Divide the dough into 3 and set 2 aside. Divide again into 4 pieces and

pat into rounds, roll out to be about 7″ in diameter. Put on baking

sheets, cover and let rest 20 minutes. Then bake for 25 minutes, prepare

the next set while the first one are in the oven. Cool on a rack.

Serve warm or cold.

The Hunza people of Northern Pakistan are rumored to have inordinately long lives. Many claim to be centenarians. They work physically hard as a rule and eat mostly wheat berries, apricots, almonds and fresh yogurt. I’m not sure I believe all the propaganda, such as, the Hunza people have no degenerative disease, no cancer, no coronary heart disease, etc. But I don’t discount that fiber, fruit, and exercise are good for health. Also, their water is natural alkaline glacial water, with strange properties of surface tension and “active hydrogen” which I never heard of in biochemistry class, and high colloidal mineral content. So.

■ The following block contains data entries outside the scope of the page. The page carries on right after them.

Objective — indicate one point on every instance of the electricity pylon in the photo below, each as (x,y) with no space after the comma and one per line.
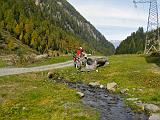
(152,43)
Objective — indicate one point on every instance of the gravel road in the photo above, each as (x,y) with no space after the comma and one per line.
(14,71)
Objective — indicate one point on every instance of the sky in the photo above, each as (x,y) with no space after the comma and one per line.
(115,19)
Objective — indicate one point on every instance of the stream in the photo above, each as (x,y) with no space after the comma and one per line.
(110,106)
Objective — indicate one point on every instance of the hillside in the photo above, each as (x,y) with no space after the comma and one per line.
(132,44)
(51,25)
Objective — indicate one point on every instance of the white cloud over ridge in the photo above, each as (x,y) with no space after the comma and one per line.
(116,19)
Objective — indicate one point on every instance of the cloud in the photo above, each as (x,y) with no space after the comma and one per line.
(113,18)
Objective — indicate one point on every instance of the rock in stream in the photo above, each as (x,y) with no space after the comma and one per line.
(110,106)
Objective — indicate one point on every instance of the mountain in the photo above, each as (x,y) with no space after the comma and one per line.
(133,44)
(51,25)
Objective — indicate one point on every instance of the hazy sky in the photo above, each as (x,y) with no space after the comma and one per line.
(115,19)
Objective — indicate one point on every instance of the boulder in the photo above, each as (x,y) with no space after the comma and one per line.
(124,90)
(151,108)
(101,86)
(94,84)
(39,57)
(112,86)
(80,94)
(50,75)
(154,116)
(132,99)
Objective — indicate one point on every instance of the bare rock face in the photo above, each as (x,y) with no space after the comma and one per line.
(112,86)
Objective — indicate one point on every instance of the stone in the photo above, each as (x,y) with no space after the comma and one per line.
(132,99)
(124,90)
(39,57)
(101,86)
(50,75)
(94,84)
(151,108)
(112,86)
(154,116)
(80,94)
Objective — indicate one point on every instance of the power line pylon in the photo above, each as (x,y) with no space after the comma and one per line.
(152,43)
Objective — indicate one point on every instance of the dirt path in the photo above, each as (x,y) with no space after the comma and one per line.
(13,71)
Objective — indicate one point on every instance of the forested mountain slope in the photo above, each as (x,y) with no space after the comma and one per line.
(51,25)
(134,43)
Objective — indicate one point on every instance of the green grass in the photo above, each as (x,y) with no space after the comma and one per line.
(50,61)
(34,97)
(2,64)
(128,71)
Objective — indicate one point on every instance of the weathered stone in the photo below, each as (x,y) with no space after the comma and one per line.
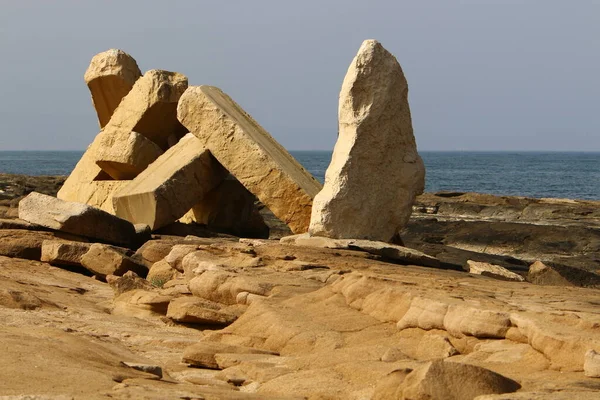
(75,218)
(160,273)
(154,250)
(169,187)
(141,303)
(177,254)
(375,171)
(250,154)
(444,380)
(386,250)
(203,354)
(27,244)
(493,271)
(104,260)
(229,208)
(197,311)
(63,253)
(591,365)
(110,76)
(151,369)
(148,109)
(123,155)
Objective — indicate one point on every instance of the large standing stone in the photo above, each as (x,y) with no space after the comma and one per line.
(375,172)
(110,76)
(148,109)
(76,218)
(170,186)
(123,155)
(250,154)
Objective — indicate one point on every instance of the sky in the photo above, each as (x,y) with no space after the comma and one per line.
(482,74)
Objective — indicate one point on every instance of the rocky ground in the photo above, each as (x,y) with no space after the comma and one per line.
(223,318)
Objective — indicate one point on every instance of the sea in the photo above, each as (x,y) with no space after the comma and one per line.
(574,175)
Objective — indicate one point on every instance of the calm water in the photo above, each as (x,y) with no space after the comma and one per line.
(568,175)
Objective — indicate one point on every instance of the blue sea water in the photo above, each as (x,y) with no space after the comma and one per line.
(531,174)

My Hunza bread probably is not as healthy as theirs for lack of this magical-fountain-of-youth water. I would give it 1 to 2 stars. I’m torn. I want to like it, because it’s good for me. But it tastes like a bland, bland veggie burger. It is a patty, not bread. I brought along four “flatbreads” (wheat and apricot patties) to New Orleans, and next to all the king cake and beef poboys, they are the LAST thing I want to put in my mouth. I am very tempted to cut the patties into small squares and dip them in chocolate, thereby cancelling their nutritional value. After all the work they were to put together, including the purchase of a food processor, I might just let them mold and die.